2014 - 02 - 14

Ray Reordering and Breadth-First Ray Tracing

As I mentioned in my post about random number generation, I've been working on an experimental 3d renderer named "Psychopath".

I haven't posted much about it, but I would like to change that. Psychopath is easily the largest one-man personal project I've ever undertaken, and it's something I regularly get excited and obsessed about, disappearing into my own little programming world, often not eating for extended periods because I don't want to stop working on it.

So I'm going to start by writing about a core aspect of Psychopath that makes it different from most renderers I've seen out there: ray reordering.

Psychopath is what is commonly referred to as a "path tracer", which means (in over-simplified terms) that it is based on tracing rays of light through the scene, bouncing all over the place.

The traditional way to do this kind of ray tracing is to trace one ray through the scene at a time. This has the advantage that you only have to store one ray at a time in memory, and also has the advantage of a large body of research to draw from for making it as fast as possible. It has the disadvantage, however, of accessing the scene in a very incoherent way.

There are a couple of alternative ways of doing ray tracing, both of which are based around the idea of handling many rays at once, and both of which have many variations (some of which blur the distinction between the two).

The first is called "ray reordering". The basic idea behind ray reordering is to queue many rays to be traced, and adjust the order in which they are actually traced to improve access patterns of the scene. Sometimes this means just reordering the rays based on some criteria before any of them have been traced, and then tracing them in the typical one-at-a-time fashion. But typically ray reordering schemes are more complex, and involve partially tracing rays through the scene and pausing them at strategic points to be resumed later, allowing more fine-grained reordering.

The second is called "breadth-first ray tracing". Breadth-first ray tracing, like ray reordering, also deals with many rays at once. However, while ray reordering is still fundamentally dealing with tracing individual rays through the scene (just rearranged), breadth-first ray tracing deals with an entire batch of rays at every stage of the ray tracing process. So, for example, when traversing the acceleration structure of the scene, breadth-first ray tracing will test every relevant ray against a node when visiting it.

So what does this all have to do with Psychopath? Well, Psychopath has a weird quirk that most ray tracers don't have: Psychopath dynamically dices geometry into sub-pixel geometry before testing rays against them. And it doesn't do this is a preparation stage before rendering starts, it does it on-demand when a ray needs to be tested against a surface. This is much like the Reyes rendering architecture.

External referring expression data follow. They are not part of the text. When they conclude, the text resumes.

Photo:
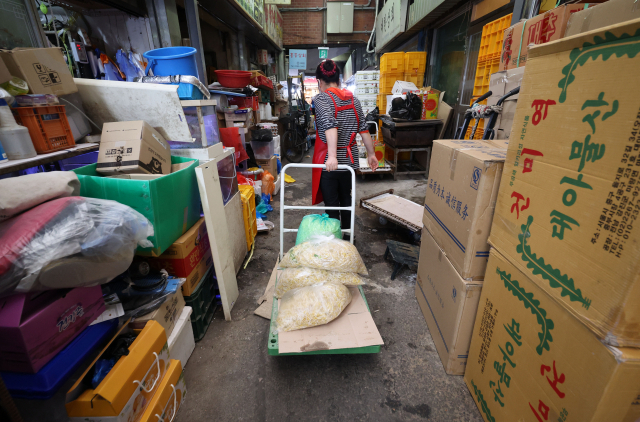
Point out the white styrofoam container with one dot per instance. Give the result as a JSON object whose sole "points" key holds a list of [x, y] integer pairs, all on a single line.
{"points": [[181, 341]]}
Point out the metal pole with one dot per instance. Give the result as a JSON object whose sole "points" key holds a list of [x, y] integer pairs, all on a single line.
{"points": [[193, 23]]}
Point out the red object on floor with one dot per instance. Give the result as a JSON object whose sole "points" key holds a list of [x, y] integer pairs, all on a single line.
{"points": [[231, 139]]}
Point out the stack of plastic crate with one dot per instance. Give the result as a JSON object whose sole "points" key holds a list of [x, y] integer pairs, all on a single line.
{"points": [[367, 89], [488, 63]]}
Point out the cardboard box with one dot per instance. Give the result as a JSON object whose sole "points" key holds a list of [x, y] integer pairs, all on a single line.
{"points": [[188, 257], [133, 147], [464, 177], [531, 360], [166, 315], [171, 393], [449, 304], [569, 199], [500, 84], [119, 397], [270, 165], [543, 28], [171, 203], [36, 326], [43, 69], [611, 12], [402, 87]]}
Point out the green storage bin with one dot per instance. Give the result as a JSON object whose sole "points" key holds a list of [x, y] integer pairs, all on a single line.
{"points": [[202, 303], [171, 202], [273, 348]]}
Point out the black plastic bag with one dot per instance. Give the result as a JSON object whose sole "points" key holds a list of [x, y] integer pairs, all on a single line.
{"points": [[407, 109]]}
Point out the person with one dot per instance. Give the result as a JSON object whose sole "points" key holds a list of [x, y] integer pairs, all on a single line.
{"points": [[339, 118]]}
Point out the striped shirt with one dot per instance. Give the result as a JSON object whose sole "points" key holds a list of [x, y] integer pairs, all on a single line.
{"points": [[346, 124]]}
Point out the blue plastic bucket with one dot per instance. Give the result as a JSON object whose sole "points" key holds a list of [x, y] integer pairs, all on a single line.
{"points": [[171, 61]]}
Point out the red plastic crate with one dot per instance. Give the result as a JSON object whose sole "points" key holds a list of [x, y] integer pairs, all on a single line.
{"points": [[48, 127]]}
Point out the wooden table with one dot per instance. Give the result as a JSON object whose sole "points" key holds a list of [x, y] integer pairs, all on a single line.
{"points": [[40, 159]]}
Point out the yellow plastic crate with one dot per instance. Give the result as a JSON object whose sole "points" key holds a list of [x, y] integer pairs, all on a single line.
{"points": [[415, 62], [247, 195], [388, 79], [392, 62], [418, 79], [492, 36]]}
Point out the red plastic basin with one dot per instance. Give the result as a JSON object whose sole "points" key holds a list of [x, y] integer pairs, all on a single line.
{"points": [[233, 78]]}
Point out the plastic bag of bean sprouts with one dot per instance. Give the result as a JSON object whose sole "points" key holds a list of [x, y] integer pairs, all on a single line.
{"points": [[292, 278], [310, 306], [325, 253]]}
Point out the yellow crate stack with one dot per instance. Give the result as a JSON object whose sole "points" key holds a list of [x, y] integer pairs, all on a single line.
{"points": [[248, 198], [488, 63]]}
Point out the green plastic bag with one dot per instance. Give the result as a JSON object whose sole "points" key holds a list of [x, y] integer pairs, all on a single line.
{"points": [[313, 224]]}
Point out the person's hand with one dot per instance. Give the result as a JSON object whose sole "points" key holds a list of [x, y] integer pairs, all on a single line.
{"points": [[373, 162], [332, 164]]}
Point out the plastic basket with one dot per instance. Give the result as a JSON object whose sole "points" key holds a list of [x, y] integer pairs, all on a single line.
{"points": [[387, 80], [392, 62], [248, 198], [492, 36], [415, 62], [418, 79], [273, 346], [48, 127]]}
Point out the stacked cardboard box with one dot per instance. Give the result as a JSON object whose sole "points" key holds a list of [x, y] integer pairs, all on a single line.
{"points": [[463, 184], [558, 324]]}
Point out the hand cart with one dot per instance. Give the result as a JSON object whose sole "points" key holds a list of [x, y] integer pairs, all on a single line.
{"points": [[272, 341]]}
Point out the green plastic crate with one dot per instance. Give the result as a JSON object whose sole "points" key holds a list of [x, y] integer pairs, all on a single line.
{"points": [[171, 202], [273, 346]]}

The first implementation of Psychopath accomplished this with standard one-ray-at-a-time ray tracing and a geometry cache. Whenever a surface was diced, the result was stored in a fixed-size LRU cache to be used again by later rays. That worked pretty well, but doing things that way has some problems. First, there was a hard performance cliff when the geometry cache wasn't large enough. Especially for more complex scenes, that could become a real problem. Second, since the cache is accessed separately for every single ray, there is a lot of fine-grained locking going on for multi-threading, causing a lot of thread contention.

So the second implementation of Psychopath used ray reordering to allow the cache access (and thus locking) to be amortized over many rays. I used the ray reordering scheme from the paper "Two-level ray tracing with Reordering for Highly Complex Scenes" by Hanika et al. This worked remarkably well at solving both issues. The ray reordering amortized not only cache access over many rays, but also cache misses. Even with a tiny cache that would normally slow rendering to a crawl, this new scheme rendered reasonably quickly.

This method worked really well, right up until I wanted to add object instancing. The trouble with object instancing is that it turns the scene acceleration structure from a tree into a DAG. And the reason that poses an issue is that traversing a DAG requires more state to be maintained. With ray reordering, you have to maintain traversal state for each of a large number of rays. When traversing a tree, you can make that state very small (e.g. this paper). But when traversing a DAG, you have to maintain a stack for each ray, which significantly limits the number of rays that you can hold in RAM at once.

This is where breadth-first ray tracing comes in. With breadth-first ray tracing, you can maintain just a single stack for your entire set of rays. This allows you to easily and efficiently handle instancing, among other things. There are down sides, however. In general, it tends to be notably slower than single-ray tracing or ray reordering (at least with the current research out there). But nevertheless, it seems to fit the goals of Psychopath better than single-ray tracing or ray reordering, so I've decided to go that direction and see how fast I can make it.

I have a basic implementation of breadth-first ray tracing in the Stream Tracing branch of Psychopath. It is indeed slower than ray reordering on most scenes (although there are some interesting exceptions). But I'm hoping I can narrow that gap in performance. We'll see.